One of my friends is getting married in Napa in August and I am in the wedding. Having only been once to the area, I was hoping some people could suggest a few places to eat and possibly a vineyard or two to visit. Most of my weekend will be taken up by the wedding and we are planning on going to French Laundry one night to eat (we already have reservations). So I really only have a couple of days to kill. Any help would be appreciated.

We are staying at the Silverado Resort.

https://www.silveradoresort.com/


----------



## mannaman (Aug 26, 2005)

I am not a big fan of Napa itself, but Calistoga (properly spelled?) and St. Helena are some nice places to kill a couple of hours.


----------



## RSS (Dec 30, 2003)

Napa has a more than a few good restaurants. It would be wise to check Zegat. 

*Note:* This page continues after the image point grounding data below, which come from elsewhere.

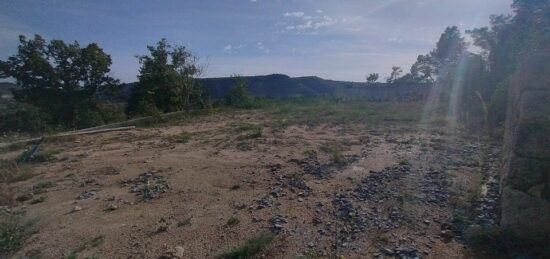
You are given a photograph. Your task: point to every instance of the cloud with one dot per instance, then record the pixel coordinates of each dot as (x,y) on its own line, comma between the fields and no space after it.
(262,48)
(232,48)
(293,14)
(311,23)
(327,21)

My suggestion is to drive into the Napa Valley. In the little town of Yountville, for example, you will find The French Laundry (perhaps the nation's finest restaurant ... although expensive ... @ $240. minimum per person without wine). Also to be found in Yountville ... Bouchon, REDD, Bistro Jeanty, Domaine Chandon's restaurant, Etoile (beautiful outdoor dining as well as indoor), Mustard's Grill, and more. All are highly rated ... some VERY highly rated.

A bit further up the Valley in Rutherford there is La Toque ... as well as Auberge du Soleil.

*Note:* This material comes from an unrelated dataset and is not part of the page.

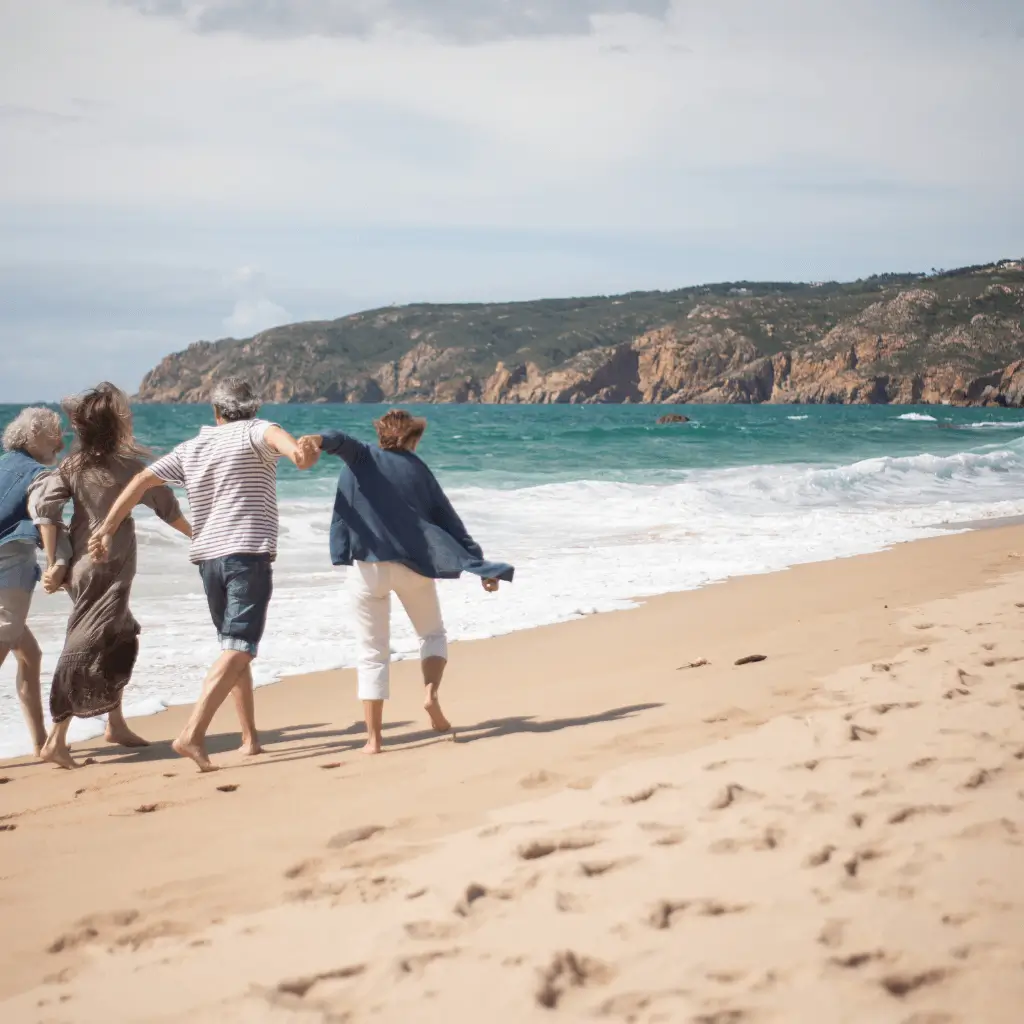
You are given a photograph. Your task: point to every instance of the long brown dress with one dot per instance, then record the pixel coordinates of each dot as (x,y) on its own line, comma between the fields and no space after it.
(101,644)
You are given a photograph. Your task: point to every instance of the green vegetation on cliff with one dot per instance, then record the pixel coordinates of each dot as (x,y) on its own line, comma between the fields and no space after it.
(890,337)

In St. Helena there is Martini House (great for lunch ... if the garden is open), Tra Vigne, Meadowood, Terra ... 

All the restaurants I've listed above are fine enough for most anyone. The French Laundry is exceptional ... but has the potential to bankrupt one should he become addicted. 

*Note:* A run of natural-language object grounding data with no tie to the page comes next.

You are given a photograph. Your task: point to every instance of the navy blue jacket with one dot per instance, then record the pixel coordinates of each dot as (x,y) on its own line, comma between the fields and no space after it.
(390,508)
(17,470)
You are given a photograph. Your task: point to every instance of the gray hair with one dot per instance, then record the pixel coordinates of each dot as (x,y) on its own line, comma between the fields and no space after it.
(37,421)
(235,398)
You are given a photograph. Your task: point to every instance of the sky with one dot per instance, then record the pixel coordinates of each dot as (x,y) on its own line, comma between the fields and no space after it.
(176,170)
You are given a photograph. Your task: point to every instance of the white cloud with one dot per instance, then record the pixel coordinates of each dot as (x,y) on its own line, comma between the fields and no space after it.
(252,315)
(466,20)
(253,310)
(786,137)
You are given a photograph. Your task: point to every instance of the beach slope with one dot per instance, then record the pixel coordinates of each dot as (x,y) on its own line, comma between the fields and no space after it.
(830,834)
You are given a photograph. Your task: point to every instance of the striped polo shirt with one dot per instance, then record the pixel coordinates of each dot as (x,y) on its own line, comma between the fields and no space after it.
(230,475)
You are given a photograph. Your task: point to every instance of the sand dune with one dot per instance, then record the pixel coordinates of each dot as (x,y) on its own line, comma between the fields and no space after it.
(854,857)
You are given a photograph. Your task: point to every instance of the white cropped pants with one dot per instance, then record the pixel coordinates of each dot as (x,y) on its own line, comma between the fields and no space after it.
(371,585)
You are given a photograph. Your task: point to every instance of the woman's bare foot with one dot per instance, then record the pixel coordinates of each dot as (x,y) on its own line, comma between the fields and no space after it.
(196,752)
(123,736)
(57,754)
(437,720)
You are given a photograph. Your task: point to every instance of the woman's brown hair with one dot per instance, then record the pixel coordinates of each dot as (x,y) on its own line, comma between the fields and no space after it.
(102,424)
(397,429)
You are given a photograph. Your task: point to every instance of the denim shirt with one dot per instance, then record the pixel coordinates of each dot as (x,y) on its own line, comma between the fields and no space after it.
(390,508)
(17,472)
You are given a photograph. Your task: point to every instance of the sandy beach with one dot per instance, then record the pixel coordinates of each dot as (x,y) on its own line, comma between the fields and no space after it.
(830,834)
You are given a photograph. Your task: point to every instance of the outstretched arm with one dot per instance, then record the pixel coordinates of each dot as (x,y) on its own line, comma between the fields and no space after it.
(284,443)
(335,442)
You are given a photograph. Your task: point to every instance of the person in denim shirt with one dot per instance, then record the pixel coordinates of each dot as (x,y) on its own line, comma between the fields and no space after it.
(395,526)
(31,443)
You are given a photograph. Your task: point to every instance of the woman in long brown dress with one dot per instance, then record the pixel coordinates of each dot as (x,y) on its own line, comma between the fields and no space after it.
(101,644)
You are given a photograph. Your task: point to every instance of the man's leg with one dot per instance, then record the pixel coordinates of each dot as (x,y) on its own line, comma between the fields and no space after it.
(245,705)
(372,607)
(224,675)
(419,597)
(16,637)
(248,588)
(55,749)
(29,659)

I will be back in the Bay Area after Easter (I live there much of the year) ... to meet friends from Hawaii for a dining trip to Napa (ten restaurants in five days!). I'll be glad to report back again after that.


----------



## kabert (Feb 6, 2004)

Mustards, Terra and Tra Vigne, all already mentioned, are great. For wineries, if you want great wine, check out Pride Mountain Vineyards on top of Spring Mountain. Call ahead though.


----------



## whomewhat (Nov 11, 2006)

The French Laundry is, probably, the best restaurant on earth. That said, it is almost impossible to get a reservation since you must make it in advance exactly to the day. I will try and explain and my experience is three years old. Then, I am not sure about now, you were required to make your reservation exactly 1 year in advance of that date you want to go there, on one website only. So, if you want to dine there on August 12, 2007, you would have needed to make the reservation on August 12, 2006! That was five years ago. Maybe it is better now, but I cannot imagine that being true. It takes about 4 hours to complete dinner, as they bring you course after course, each consisting of about 2-4 bites, depending on what is being served. They change the menu daily and you eat what they are serving, at least that is how it used to be. It is something that you do just once to have the experience or to celebrate something REALLY special since the price, per person, is overwhelming. They have their own garden of fresh herbs and vegetables. The supplier of their meat, poultry, fish, etc., is something like a state-held secret and is of the absolute highest quality. 
As to dining in the Napa Valley in general, you cannot go wrong. Most chefs who graduate from the prestigious San Francisco Culinary Academy end up in Napa Valley perfecting their style and dishes. You can go to just about anyplace in the area and find small little restaurants with incredible menus and chefs. I agree with a previous comment that some of the other, less known, cities in the area are best. Calistoga comes to mind. I arrived late one night and found a small bar/grill open. Aside from the menu, the chef himself greeted me and offered me ANYTHING I wanted, whether on the menu or not, and he was serious and this is commonplace. The food was incredible! They are also known for the natural hot springs/spas which can be a unique experience as well. Then there is the hot air balloon ride over the entire Napa Valley where wine and cheese is served. One last thing: everyone talks about the great wine they have in Napa Valley, but they have equally great cheeses and you can sample those along with the wines.

To your friend that is getting married there, no more beautiful location to get married, okay, maybe Carmel would have better/different scenery, but Napa Valley is one of the places to get married in Northern California, without a doubt.


----------